Semen samples were analyzed using a sperm quality analyzer (Puhua and Suijia) to assess multiple parameters, including sperm concentration, total sperm count, round cell concentration, percentage of grade A (rapid progressive motility), hyperactivation, grade B (slow progressive motility), grade C (non-progressive motility), grade D (immotile), percentage of progressive motility (A + B), curvilinear velocity (VCL), straight-line velocity (VSL), amplitude of lateral head displacement (ALH), linearity, straightness, average path velocity, and beat cross frequency. Analyses adhered to the 5th edition of World Health Organization (WHO) standards. A 10 µL aliquot of each sample was loaded onto a sperm counting chamber, placed on the instrument slide holder, and analyzed. The following modulators were employed in this research: DANA (N-Acetyl-2,3-dehydro-2-deoxyneuraminic acid) at 50 µM, 500 µM, and 5 mM (Sigma); PD98059 at 5 µM and 50 µM; SCH772984 at 5 µM and 50 µM; Butein at 10 µM; LM22B-10 at 10 µM; Metformin at 500 µM; Ouabain at 500 µM; ATP at 200 µM, 1 mM, and 2 mM; and AICAR (Acadesine) at 20 µM and 200 µM (all from TargetMol, except where specified as Sigma for DANA).

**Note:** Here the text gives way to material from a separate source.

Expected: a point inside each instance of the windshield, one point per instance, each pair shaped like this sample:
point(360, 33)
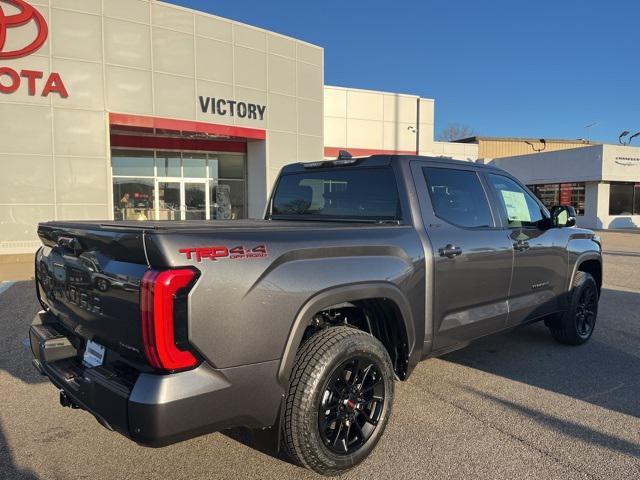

All semen parameters obtained from CASA were included in the statistical analysis. Normality was first assessed; if the data did not follow a normal distribution, the Wilcoxon signed-rank test was used [27]. For normally distributed data, homogeneity of variance was tested: if variances were equal, a t-test was applied; otherwise, a corrected t-test was used. Statistical significance was set at p < 0.05. All analyses were conducted using R statistical software version 4.2.0 with packages car, openxlsx, plotROC, pROC, dplyr, and verification. Statistical figures were generated using GraphPad Prism 9.

Flow cytometry (FACS)

Post-extraction, samples were washed with PBS and treated with red blood cell lysis buffer (Biosharp) for erythrocyte removal. Samples were fixed with 4% PFA (Biosharp) and incubated at RT for 10 min with gentle rotation. After centrifugation and PBS washing, permeabilization was performed with 0.1% saponin in PBS for 10 min, followed by another PBS wash. Blocking was conducted with 3% BSA (BIOFROXX) in permeabilization buffer at RT for 1 h with rotation. Primary antibodies (anti-NEU1 [1:100, GenScript], anti-NEU3 [1:1000, GenScript], Biotinylated Maackia Amurensis Lectin I [anti-MAL-I, 1:50, Vector Labs], Biotinylated Maackia Amurensis Lectin II [anti-MAL-II, 1:50, Vector Labs], biotinylated Sambucus Nigra Lectin [anti-SNA, 1:50, Vector Labs], biotinylated Wheat Germ Agglutinin [anti-WGA, 1:50, Vector Labs], Peanut Agglutinin [anti-PNA, 1:100], anti-Jacalin [1:300, Vector Labs], Alexa Fluor 594 anti-biotinylated Phosphotyrosine [1:200, Biolegend]), anti-EGFR [1:300, ABclonal], anti-Phospho-EGFR [1:100, ABclonal], JC-1 [1:200, Beyotime], DCFH-DA [1:50, Beyotime] were incubated overnight at 4 °C. The next day, samples were centrifuged, washed with PBST, and incubated with secondary antibodies (PE Donkey anti-rabbit IgG [1:1000, Biolegend], FITC Streptavidin [1:500, Biolegend], DyLight 488 Streptavidin [1:500, Biolegend]) in permeabilization buffer at RT for 1 h. After PBST washes, samples were stained with DAPI (Beyotime) and analyzed using a CytoFLEX flow cytometer.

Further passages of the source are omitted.